Tale of the American Revolution

Bellman Grey and Blue-Eyed Boy were hurrying up Chestnut street; the man carried a large key, the boy a new broom.

It was a very warm morning in a very warm month of a very warm year; in fact it may as well be stated at once that it was the Fourth day of July, 1776, and that Bellman Grey and Blue-Eyed Boy were in haste to make ready the State House of Pennsylvania for the birth of the United States of America. No wonder they were in a hurry.

In fact, everybody seemed in a hurry that day; for before Bellman Grey had whisked that new broom over the floor of Congress Hall, in walked, arm-in-arm, Thomas Jefferson and John Adams.

“Good morning, gentlemen,” said Bellman Grey. “You'll find the dust settled in the committee-room. I'm cleaning house a little extra to-day for the expected visitor.”

“For the coming heir?” said Mr. Adams.

“When Liberty comes, She comes to stay,” said Mr. Jefferson, half-suffocated with the dust; and the two retreated to the committee-room.

Blue-Eyed Boy was polishing with his silken duster the red morocco of a chair as the gentlemen opened the door. He heard one of them say, “If Cæsar Rodney gets here, it will be done.”

“If it's done,” said the boy, “won't you, please, Mr. Adams, won't you, please, Mr. Jefferson, let me carry the news to General Washington?”

The two gentlemen looked either at the other, and both at the lad, in smiling wonder.

“If what is done?” asked Mr. Adams.

“If the thing is voted and signed and made sure,” (just here Blue-Eyed Boy waved his duster of a flag and stood himself as erect as a flagpole;) “if the tree's transplanted, if the ship gets off the ways, if we run clear away from King George, sir; so far away that he'll never catch us.”

“And why do you, my lad, wish to carry the news to General Washington?” asked Mr. Jefferson.

“Because,” said the boy, “why—wouldn't you? It'll be jolly work for the soldiers when they know they can fight for themselves.”

Just here Bellman Grey shouted for Blue-Eyed Boy, bidding him come quick and be spry with his dusting, too.

Before the hall was cleared of the accumulated dust of State-rooms above and Congress-rooms below, in came members of the Congress, one-by-one and two-by-two, and in groups. The doors were locked, and the solemn deliberations began. Within that room, now known as Independence Hall, sat, in solemn conclave, half a hundred men, each and every one of whom knew full well that the deed about to be done would endanger his own life.

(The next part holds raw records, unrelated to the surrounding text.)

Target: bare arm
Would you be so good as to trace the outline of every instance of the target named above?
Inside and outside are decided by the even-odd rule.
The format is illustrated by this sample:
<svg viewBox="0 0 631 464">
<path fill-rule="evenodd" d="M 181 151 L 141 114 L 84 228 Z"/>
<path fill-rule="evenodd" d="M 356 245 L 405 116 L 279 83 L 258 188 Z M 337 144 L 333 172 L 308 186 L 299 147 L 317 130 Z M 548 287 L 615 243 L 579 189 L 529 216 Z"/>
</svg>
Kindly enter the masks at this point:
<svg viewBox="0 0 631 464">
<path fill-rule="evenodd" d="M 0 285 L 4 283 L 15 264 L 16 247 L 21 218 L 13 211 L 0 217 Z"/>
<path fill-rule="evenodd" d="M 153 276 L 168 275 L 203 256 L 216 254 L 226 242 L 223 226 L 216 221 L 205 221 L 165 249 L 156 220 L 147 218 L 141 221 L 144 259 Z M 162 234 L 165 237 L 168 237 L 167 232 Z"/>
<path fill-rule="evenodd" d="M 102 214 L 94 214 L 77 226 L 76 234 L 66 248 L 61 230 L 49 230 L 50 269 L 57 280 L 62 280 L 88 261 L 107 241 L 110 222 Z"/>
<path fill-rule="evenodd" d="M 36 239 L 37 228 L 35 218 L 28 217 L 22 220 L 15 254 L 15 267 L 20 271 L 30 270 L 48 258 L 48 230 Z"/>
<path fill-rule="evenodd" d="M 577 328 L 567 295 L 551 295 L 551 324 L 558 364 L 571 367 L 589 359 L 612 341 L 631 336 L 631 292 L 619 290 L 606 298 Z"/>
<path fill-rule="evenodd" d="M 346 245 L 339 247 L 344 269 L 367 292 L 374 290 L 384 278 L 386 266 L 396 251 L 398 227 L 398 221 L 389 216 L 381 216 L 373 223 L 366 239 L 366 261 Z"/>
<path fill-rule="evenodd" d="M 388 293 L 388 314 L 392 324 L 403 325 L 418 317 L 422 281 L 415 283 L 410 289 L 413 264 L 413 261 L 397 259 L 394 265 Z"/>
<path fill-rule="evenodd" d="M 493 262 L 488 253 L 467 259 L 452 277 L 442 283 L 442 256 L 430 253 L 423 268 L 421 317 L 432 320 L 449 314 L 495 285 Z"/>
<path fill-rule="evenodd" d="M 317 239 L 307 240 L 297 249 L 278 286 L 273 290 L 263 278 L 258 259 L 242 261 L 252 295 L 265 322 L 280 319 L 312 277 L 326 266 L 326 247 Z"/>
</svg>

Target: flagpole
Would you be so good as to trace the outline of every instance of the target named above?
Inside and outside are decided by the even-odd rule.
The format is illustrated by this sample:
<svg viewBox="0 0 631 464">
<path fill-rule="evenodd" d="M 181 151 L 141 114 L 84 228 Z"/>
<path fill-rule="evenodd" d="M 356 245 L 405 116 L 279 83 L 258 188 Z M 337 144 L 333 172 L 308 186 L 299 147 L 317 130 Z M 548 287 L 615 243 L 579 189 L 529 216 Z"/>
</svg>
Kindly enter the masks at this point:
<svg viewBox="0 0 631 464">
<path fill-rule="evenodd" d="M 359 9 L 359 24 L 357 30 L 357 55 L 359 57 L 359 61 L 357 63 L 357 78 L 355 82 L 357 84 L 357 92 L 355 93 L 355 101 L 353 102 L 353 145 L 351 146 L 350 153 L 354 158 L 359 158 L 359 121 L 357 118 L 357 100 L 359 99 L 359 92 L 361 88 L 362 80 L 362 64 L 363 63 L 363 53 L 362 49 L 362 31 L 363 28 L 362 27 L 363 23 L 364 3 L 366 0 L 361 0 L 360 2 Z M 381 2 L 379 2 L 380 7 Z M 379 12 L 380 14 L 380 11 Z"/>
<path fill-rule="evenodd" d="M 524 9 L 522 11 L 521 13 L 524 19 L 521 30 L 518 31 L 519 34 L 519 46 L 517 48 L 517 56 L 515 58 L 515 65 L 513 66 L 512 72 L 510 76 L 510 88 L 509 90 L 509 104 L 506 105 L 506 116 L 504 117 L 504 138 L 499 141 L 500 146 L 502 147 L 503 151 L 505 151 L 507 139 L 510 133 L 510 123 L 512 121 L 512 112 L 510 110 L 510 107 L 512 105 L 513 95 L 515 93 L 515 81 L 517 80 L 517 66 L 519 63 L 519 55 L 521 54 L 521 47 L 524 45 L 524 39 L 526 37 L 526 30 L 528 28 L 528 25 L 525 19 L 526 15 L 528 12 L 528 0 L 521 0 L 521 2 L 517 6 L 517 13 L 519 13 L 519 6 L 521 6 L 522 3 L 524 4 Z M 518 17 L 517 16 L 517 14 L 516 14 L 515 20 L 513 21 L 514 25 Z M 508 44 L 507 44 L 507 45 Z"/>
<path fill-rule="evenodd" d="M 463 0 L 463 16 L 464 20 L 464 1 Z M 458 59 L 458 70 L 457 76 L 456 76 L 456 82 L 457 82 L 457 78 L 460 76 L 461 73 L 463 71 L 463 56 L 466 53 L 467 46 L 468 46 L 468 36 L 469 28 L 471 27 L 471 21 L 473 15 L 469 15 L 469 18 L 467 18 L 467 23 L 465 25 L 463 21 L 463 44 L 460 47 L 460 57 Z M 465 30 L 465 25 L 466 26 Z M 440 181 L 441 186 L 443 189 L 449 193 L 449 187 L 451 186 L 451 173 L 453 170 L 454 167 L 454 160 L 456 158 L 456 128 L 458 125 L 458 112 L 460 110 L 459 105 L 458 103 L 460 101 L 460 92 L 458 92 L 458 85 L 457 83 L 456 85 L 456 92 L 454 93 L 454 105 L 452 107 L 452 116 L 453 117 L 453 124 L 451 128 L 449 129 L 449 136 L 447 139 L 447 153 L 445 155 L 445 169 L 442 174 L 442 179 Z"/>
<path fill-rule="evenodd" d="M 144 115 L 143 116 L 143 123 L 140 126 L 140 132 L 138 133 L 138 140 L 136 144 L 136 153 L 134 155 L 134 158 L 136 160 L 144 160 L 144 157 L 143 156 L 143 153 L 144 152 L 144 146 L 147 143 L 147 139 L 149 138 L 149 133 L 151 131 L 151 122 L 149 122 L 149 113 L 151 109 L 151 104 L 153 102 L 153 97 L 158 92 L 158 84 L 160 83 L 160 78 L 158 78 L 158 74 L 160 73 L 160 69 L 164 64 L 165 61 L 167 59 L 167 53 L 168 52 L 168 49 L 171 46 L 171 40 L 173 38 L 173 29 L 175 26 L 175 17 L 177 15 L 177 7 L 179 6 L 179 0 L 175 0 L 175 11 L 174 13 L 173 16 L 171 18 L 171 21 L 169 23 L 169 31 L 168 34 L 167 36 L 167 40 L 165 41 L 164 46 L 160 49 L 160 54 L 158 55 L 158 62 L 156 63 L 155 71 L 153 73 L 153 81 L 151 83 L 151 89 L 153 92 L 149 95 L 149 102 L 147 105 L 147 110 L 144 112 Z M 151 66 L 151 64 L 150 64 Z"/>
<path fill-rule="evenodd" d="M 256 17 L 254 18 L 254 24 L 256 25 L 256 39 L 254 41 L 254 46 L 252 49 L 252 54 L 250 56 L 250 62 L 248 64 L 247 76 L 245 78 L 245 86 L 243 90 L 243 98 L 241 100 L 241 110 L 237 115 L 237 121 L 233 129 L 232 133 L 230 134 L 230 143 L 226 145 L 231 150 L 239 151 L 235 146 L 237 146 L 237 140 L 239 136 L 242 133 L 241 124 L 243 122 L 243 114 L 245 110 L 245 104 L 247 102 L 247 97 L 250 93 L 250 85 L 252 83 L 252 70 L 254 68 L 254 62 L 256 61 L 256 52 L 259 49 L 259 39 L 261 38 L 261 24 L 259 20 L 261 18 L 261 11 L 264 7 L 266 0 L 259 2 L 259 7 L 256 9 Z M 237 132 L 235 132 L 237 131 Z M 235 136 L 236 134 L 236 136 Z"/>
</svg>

On a table lay a paper, awaiting signatures. A silver ink-stand held the ink that trembled and wavered to the sound and stir of John Adams's voice, as he stated once more the why and the wherefore of the step America was about to take.

This final statement was made for the especial enlightenment of three gentlemen, new members of the Congress from New Jersey, and in reply to the reasons given by Mr. Dickinson why the Declaration of Independence should not be made.

In the meantime Bellman Grey was up in the steeple, “seeing what he could see,” and Blue-Eyed Boy was answering knocks at the entrance doors; then running up the stairs to tell the scraps of news that he had gleaned through open door, or crack, or key-hole.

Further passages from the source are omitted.